The data analysis shows that “forestry” or large-scale plantations, are paradoxically, the main drivers for tree cover loss in India.

india Updated: Apr 26, 2019 07:29 IST
Jayashree Nandi
Jayashree Nandi
Hindustan Times, New Delhi
22 hectares of protected forest was charred in fires at six areas inside the Sanjay Gandhi National Park (SGNP) on March 14.
22 hectares of protected forest was charred in fires at six areas inside the Sanjay Gandhi National Park (SGNP) on March 14.(HT file photo)
         

India has lost over 1.6 million hectare of tree cover between 2001 and 2018, about four times the geographical area of Goa, according to a new study released by the World Resources Institute (WRI), a global research non-profit, on Thursday.

In India, five north-eastern states — Nagaland, Tripura, Meghalaya, Mizoram and Manipur — were responsible for over 50% of all tree cover loss in the same period, data analysed by WRI’s Global Forest Watch shows. The loss of tree cover contributed to 172 MT of carbon emissions in India during this period, according to the study.

The analysis reveals the total tree cover which used to be 12% of the country’s geographical area in 2000 reduced to 8.9% in 2010. The Global Forest Watch uses a dataset collated by the University of Maryland, Google, US Geological Survey, and the National Aeronautics and Space Administration (NASA), besides satellite images, to map tree cover (at 30 metre resolution) globally for the years 2000 and 2010. The dataset defines all vegetation taller than 5 metres in height to be tree cover.

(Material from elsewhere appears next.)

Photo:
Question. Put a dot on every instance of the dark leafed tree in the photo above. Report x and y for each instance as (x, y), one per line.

“The data used by Global Forest Watch for this analysis is very coarse for India. The dataset also doesn’t cover open forest and scrub forest which is a big composition of forests in India. The main reason for loss of tree cover in the north-eastern states is diversion of forest land; climate change is also impacting the quality of forests,” said Ruchika Singh, director, sustainable landscapes and restoration at WRI India. The data analysis shows that “forestry” or large-scale plantations, are paradoxically, the main drivers for tree cover loss in India.

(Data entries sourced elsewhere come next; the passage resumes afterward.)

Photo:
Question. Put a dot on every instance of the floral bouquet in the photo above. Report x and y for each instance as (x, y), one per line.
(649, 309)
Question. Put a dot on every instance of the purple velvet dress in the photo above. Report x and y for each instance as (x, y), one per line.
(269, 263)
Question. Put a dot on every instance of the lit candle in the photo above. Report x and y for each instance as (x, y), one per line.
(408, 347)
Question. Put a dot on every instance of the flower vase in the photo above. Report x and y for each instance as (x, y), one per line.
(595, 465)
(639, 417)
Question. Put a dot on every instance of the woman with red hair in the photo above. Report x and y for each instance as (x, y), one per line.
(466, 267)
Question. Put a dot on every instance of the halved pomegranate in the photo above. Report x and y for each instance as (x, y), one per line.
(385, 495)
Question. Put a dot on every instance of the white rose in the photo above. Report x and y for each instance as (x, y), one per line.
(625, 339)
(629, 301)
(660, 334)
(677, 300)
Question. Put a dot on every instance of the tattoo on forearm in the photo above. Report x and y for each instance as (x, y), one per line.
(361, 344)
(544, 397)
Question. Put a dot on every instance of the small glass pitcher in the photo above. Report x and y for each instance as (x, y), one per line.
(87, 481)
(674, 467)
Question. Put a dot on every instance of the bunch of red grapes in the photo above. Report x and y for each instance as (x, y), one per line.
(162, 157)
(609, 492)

But Global Forest Watch’s findings are vastly different from that of the Forest Survey of India which has been recording a gradual increase in tree and forest cover during the same period. According to FSI’s 2005 and 2017 “State of the Forest Reports”, the tree cover increased to 93,815 sq km from 91,663 sq km in this 12-year period. “Global Forest Watch has a very coarse resolution. It was started for monitoring deforestation in Brazil. But there is a recent report by NASA which says China and India responsible for greening of the globe. It is far more scientific than the Global Forest Watch. Our data shows gradual rise in forest and tree cover and forest carbon storage,” said Subhash Asutosh, director general, FSI.

Explaining the Indian method of collecting data, Saibal Dasgupta, a former director general of FSI, said, “In the last two years forest and tree cover has increased by 1% in India. We do wall-to-wall mapping. One reason why there could be a discrepancy with Global Forest Watch’s findings is that we cover any tree with even 2 metres height in our tree and forest cover analysis. We cover pretty much all vegetation visible through satellite data.” Professor NH Ravindranath, forestry expert at the Indian Institute of Science, also pointed out how Indian definition of tree cover is different from others.